Let's remember that communications, thermal environment, MMOD, molecular oxygen and power supply are different problems for LEO and BEO. Also mass is a lot cheaper and can be done with off the shelf LV. Thus, replicating any of those things wouldn't be a useful investment. Radiation is milder and might have difference on high energy particles in LEO. But as a milder first approach is the right middle step to take.
Second, if they can get some extra users (i.e. non-NASA), they can lower costs. Thus, my proposal is that the commercial station would supply all this services:
-Crew transport (including emergency evacuation vehicle).
-Cargo transport (pressurized, unpressurized, return and dispose).

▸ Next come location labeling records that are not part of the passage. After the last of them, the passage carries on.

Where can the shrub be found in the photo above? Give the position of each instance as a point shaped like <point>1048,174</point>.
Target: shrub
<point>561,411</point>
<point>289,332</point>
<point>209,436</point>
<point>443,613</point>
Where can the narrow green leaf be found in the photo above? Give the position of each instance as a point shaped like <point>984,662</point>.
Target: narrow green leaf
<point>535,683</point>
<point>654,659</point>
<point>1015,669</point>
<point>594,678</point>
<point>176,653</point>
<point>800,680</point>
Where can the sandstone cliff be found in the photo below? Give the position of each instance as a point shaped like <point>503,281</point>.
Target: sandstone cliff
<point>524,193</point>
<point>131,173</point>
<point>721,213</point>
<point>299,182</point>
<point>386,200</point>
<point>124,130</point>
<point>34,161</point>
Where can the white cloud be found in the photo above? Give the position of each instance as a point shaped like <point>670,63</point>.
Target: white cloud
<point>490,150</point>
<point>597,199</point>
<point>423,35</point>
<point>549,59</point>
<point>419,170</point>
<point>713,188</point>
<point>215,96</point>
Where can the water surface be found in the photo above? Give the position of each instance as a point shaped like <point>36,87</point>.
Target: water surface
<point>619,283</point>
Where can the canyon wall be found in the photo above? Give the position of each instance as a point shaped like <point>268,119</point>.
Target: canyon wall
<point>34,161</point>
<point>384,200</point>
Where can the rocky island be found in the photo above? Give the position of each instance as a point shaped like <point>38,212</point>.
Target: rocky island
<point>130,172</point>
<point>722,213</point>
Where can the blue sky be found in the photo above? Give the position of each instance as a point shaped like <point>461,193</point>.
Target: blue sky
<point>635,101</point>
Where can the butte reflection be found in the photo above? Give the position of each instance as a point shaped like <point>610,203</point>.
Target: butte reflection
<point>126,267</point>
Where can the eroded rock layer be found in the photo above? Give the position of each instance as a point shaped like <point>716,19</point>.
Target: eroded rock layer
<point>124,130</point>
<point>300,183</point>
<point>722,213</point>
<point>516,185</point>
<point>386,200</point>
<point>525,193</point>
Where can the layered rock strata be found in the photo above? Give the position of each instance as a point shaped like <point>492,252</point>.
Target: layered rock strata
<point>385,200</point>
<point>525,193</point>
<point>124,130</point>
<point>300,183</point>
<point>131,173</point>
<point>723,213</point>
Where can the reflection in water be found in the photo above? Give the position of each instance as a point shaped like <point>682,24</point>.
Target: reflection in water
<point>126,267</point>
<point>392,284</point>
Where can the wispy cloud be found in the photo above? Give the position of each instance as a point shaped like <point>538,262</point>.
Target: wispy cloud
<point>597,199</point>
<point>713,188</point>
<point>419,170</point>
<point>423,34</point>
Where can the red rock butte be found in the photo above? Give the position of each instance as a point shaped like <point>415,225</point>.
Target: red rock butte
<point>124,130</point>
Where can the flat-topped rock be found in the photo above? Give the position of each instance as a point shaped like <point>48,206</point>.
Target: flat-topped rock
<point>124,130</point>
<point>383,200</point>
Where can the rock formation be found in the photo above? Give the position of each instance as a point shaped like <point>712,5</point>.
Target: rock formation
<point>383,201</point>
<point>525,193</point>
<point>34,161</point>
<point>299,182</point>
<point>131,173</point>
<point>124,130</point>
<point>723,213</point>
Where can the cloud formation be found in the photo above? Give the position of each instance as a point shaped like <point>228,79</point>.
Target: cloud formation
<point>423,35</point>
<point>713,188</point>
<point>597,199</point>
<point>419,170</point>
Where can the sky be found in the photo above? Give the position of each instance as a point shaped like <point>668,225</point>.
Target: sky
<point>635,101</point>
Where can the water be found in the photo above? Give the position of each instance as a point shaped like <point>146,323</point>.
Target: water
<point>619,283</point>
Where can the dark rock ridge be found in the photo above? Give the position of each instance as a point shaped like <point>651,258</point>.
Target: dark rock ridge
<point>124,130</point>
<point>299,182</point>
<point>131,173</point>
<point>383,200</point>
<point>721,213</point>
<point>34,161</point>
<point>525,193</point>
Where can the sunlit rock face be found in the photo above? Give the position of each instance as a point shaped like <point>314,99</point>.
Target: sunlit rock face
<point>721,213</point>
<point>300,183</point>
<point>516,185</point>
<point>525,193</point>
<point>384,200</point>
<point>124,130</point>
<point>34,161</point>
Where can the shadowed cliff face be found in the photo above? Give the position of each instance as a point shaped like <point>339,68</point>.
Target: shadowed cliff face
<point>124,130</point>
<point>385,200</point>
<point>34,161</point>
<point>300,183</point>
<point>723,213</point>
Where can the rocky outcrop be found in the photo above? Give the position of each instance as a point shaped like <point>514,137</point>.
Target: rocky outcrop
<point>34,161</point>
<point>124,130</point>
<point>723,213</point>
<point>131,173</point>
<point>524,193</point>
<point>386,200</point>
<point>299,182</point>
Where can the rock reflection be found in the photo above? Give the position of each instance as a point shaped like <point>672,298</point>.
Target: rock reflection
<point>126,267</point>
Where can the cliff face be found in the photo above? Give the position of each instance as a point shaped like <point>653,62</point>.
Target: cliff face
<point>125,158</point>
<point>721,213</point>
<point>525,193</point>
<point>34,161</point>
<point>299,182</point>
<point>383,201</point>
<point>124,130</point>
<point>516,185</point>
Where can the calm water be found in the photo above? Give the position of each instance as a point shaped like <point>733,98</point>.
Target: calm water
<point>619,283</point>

-Power generation, storage and distribution.
-Continuous communication with ground stations (both telemetry, voice, video and wideband)
-A docking/berthing port.
-A proven ECLSS.
-A traditional EVA port.
-Might supply some fluids, too.
Thus, NASA could make a custom module, dock it with the commercial station. Inside that module, they could have their suitport, the new ECLSS, test long duration screws, try delayed communication protocols, train and improve on suitport EVA procedures, etc.
Yet, they would be just a closed port away from a safe heaven. And if they had any contingency on the suit ports, they could have the traditional EVA port (plus some suited astronauts ready for rescue). They wouldn't have to worry about power, communications, supplier or even waste disposal (unless they want to simulate that).
The rest of the commercial station could have "green" NASA astronauts, some on support, the commercial contractors for general experiments, and tourists. The latter part would have some issues on control access. But if the station is big enough and NASA accepts international space agencies nationals on the "LEO side" of the station, with the required institutional agreements, it shouldn't be much of a problem.
In fact, the concept of a permanently closed door that can only be opened on emergencies might work well enough. They could share general quarters and galley. And they could use a double door activated by the ground control for accessing the NASA or Commercial clearance-only parts of the station.
One interesting part is that NASA might send radiation exposure experiments on the the commercial side, with no astronaut ever touching it. And they might gain access to the free flier platform for higher radiation exposure and dangerous things (like validating fire suppression systems). Not to mention that they could contract for the commercial operators and agree with the foreign nationals (and even tourists) to run certain physiological tests, thus increasing significantly the sample size.
This would allow to concentrate budget and efforts on the BEO specific issues. And who knows, the closed-loop ECLSS might even be interesting for the commercial operator, whom might license it back. Might even develop a commercial version for itself that might be usable in the future for BEO.
I find this model of services very intriguing. If reusability can actually be used economically for LEO. There's potential for a significant reduction on costs. And if not, having the commercial suppliers apply creative thinking and ingenuity to supply a given service for less costs, should help significantly.
The truth is that this would require a very serious effort on actually specifying the services requested. And developing a certification process for it. I firmly believe that if the ISS can be extended to 2028 and commercialization is extensively used, by that timeframe a commercial replacement will require little new development. By 2018 crew and cargo services will be characterized well enough. Nanoracks and CASIS will have standardized experiments significantly. And I understand that imaging and communications will have a pretty good degree of development.
I understand that some detail might have to be traded. As in free flier or not. Or external arm self relocating arm or simpler versions. Or docking vs berthing. And a long list of etc. But clearly that's where the commercial suppliers can actually lower the cost. This would not be about the engineering exercise but actually closing a business case.